In 1861 Christmas Day was intensely cold, with snow feet deep in the town. Local solicitor Henry Miller distributed a large quantity of beef to 200 of Frome’s poor and treated the inmates of the workhouse to beef and plum pudding. Factory owner George Sheppard followed this up with tea, cake, snuff, tobacco and beer. Messers Cockey, the iron founders, treated 160 of their workers to supper and the scholars at Rook Lane Sunday School were treated to tea and cake.

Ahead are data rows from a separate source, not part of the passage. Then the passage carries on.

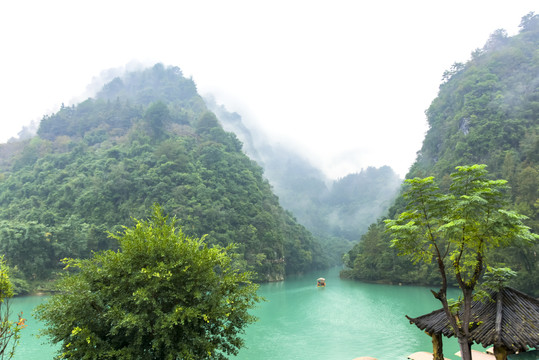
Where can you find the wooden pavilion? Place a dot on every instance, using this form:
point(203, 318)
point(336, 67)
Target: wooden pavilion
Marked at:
point(509, 321)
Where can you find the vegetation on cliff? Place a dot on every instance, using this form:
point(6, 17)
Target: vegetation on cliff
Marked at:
point(146, 138)
point(485, 113)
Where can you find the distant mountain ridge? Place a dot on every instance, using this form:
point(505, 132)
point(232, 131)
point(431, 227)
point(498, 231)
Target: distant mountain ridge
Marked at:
point(336, 211)
point(146, 137)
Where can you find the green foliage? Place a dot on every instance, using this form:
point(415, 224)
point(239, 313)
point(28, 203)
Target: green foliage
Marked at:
point(107, 160)
point(9, 329)
point(457, 230)
point(163, 295)
point(486, 112)
point(460, 226)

The tradition was continued annually and in 1866 the Sheppards organised a large party of the better off to visit the workhouse and distribute presents to every inmate, along with the traditional Christmas fare of roast beef and plum pudding. The Baily family of brewers supplied quantities of strong beer. Some years later in 1886, a ‘Christmas Entertainment’ took place at the Mechanics Hall where carols were sung by upwards of 60 voices and a collection taken up, the proceeds were used to distribute coals, bread and beef to the poor.
In 1905 the YMCA hosted a substantial dinner for “30 of the most needy men in Frome” paid for by public subscription and followed by ‘miscellaneous entertainment’, and in 1913 Frome printers Butler & Tanner refunded all 51 weekly sums that its 400 workers had paid in as their insurance contributions.